Yang paling janggal adalah saat ada pasien yang datang mengeluh sakit, tapi secara medis tidak ditemukan kelainan apa pun. Saat Adam melihat darah mereka, ia tidak melihat pola penyakit biasa. Yang ia lihat adalah cahaya kuning keemasan, seperti warna langit saat menjelang maghrib ,redup, misterius, dan agak gelap di pinggirannya.

Ketika ia bertanya pada dokter senior, dokter itu hanya menghela napas panjang.

“Itu sakit non medis , dam. Bisa karena guna-guna, santet, atau pekerjaan dukun. Secara medis kita tetap kasih obat pereda nyeri, tapi akar masalahnya bukan di sini.”

Adam diam saja. Ia tidak memberitahu siapa pun bahwa ia bisa melihat cahaya kuning itu dengan jelas.

Setelah lulus dari dokter umum dan mendapat izin praktik, Adam memutuskan membuka praktik kecil di sebuah desa dekat Blitar. Ia ingin kembali ke akarnya, dekat dengan masyarakat yang dulu ia kenal. Kemudian atas permintaan ibunya Adam meneruskan kuliah lagi mengambil program pendidikan spesialis penyakit dalam , tapi gelar itu tak pernah ditunjukkan atau ditonjolkan .

Di praktiknya sendiri, kemampuannya semakin terasah tajam. Hanya dengan melihat darah pasien sebentar, ia sudah tahu apa yang salah. Tapi semakin lama, ia juga semakin sering melihat hal-hal yang tidak seharusnya dilihat dokter biasa.

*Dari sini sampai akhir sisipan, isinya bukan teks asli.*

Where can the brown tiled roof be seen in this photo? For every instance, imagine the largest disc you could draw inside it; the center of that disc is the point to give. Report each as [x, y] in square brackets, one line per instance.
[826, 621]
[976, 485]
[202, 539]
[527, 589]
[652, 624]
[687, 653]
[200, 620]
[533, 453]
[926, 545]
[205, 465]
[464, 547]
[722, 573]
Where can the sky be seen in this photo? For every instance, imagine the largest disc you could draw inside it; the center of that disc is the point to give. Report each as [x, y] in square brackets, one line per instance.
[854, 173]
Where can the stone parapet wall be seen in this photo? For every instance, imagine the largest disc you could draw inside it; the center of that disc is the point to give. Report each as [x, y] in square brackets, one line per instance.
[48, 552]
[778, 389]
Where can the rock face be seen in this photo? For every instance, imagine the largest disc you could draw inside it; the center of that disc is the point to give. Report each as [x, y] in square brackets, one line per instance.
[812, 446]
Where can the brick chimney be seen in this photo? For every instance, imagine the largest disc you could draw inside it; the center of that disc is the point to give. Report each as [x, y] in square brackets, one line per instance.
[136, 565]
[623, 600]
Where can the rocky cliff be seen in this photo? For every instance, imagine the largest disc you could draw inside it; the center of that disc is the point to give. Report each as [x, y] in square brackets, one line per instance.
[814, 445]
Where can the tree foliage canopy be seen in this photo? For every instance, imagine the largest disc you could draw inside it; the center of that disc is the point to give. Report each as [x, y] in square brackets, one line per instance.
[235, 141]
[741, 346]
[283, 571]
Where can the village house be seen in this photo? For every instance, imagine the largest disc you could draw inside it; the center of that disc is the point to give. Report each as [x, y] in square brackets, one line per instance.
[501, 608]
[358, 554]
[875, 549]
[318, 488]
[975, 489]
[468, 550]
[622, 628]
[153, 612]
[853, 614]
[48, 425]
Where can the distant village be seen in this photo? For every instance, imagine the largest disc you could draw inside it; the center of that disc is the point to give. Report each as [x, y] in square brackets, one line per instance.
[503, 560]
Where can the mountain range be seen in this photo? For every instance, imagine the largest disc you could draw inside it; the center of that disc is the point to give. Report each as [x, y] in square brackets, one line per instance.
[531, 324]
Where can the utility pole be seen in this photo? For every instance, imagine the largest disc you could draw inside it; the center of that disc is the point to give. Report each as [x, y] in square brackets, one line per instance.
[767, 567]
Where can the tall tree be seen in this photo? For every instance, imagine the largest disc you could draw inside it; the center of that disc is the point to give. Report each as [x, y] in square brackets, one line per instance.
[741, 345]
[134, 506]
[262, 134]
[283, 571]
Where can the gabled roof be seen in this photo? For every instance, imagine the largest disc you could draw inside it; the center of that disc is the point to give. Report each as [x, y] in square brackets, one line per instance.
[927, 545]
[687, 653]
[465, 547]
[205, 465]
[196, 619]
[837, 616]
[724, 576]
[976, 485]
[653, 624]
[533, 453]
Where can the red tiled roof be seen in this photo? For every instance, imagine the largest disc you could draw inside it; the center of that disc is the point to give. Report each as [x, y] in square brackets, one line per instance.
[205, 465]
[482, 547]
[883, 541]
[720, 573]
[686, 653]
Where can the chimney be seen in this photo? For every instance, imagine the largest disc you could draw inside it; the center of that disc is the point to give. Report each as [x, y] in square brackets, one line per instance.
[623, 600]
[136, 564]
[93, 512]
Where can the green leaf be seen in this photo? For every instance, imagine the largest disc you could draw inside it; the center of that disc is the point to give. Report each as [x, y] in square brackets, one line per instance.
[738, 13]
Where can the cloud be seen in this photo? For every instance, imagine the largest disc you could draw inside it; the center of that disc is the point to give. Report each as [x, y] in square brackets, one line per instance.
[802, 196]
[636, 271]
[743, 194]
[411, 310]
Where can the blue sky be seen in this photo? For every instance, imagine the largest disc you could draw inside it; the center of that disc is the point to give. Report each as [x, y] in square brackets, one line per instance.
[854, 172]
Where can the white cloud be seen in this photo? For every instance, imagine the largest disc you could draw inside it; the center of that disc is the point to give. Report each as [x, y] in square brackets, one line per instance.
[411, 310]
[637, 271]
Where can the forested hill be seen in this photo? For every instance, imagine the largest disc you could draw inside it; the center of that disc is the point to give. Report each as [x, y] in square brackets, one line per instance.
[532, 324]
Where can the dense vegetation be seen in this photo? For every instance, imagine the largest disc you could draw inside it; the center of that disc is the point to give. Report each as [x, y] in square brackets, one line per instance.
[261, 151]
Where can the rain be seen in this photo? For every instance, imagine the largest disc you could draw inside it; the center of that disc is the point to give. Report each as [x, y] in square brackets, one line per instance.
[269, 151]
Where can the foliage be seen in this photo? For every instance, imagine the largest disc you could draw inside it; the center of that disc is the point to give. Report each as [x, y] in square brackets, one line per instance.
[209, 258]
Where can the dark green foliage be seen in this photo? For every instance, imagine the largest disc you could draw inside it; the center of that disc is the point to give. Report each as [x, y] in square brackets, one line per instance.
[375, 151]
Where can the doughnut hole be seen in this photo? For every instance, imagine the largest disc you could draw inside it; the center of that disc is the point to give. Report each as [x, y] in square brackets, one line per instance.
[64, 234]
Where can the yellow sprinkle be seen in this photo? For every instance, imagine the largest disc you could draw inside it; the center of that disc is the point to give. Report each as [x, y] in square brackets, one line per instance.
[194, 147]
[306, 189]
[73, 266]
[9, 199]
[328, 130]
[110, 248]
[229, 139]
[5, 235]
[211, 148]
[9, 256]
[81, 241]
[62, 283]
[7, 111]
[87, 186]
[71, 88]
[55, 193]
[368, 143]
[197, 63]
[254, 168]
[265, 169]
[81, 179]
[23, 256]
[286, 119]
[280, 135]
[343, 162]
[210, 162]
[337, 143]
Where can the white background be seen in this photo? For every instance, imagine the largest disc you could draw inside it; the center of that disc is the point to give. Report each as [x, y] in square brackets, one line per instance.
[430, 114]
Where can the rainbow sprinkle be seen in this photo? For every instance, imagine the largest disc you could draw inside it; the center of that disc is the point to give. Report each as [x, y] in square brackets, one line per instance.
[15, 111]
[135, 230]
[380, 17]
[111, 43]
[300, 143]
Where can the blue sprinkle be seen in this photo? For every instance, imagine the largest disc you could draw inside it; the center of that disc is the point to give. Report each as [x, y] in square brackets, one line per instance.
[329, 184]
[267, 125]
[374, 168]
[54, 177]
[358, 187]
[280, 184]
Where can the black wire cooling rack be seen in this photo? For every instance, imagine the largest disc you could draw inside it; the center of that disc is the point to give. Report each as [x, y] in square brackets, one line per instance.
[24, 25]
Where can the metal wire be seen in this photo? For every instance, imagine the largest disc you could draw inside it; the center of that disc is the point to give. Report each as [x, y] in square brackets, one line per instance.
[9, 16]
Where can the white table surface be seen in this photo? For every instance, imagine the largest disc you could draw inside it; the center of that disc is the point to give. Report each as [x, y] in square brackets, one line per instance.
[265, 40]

Cahaya kuning maghrib itu muncul semakin sering. Dan setiap kali cahaya itu muncul, Adam merasakan getaran aneh di dadanya seolah ada sesuatu yang mulai bangun di dalam dirinya.

Suatu malam, setelah memeriksa seorang pasien tua yang datang dengan keluhan sakit perut hebat, Adam melihat cahaya kuning yang sangat pekat di darah pria itu. Bukan kuning biasa. Ini hampir keemasan gelap, seperti matahari terbenam yang sedang marah.

Dokter senior dulu pernah bilang: “Itu sakit magic.”

Tapi malam itu, untuk pertama kalinya, Adam mendengar suara samar di dalam kepalanya ketika ia menatap cahaya kuning itu:

“Ini bukan untuk disembuhkan dengan obat… ini untuk dihancurkan dengan media lain.”

Adam tersentak. Ia menatap tangannya sendiri. Telapak tangannya terasa dingin tiba-tiba. Ia belum tahu apa arti suara itu.Tapi sejak malam itu, kehidupannya sebagai dokter biasa mulai berakhir. Dan Lahirnya di Dunia yang sebenarnya baru saja dimulai. Dr Adam membuka praktek tak memperhatikan berapa besar jasa yang akan dipungut dari pasien tapi memikirkan bagaimana pasien mendapatkan pengobatan murah.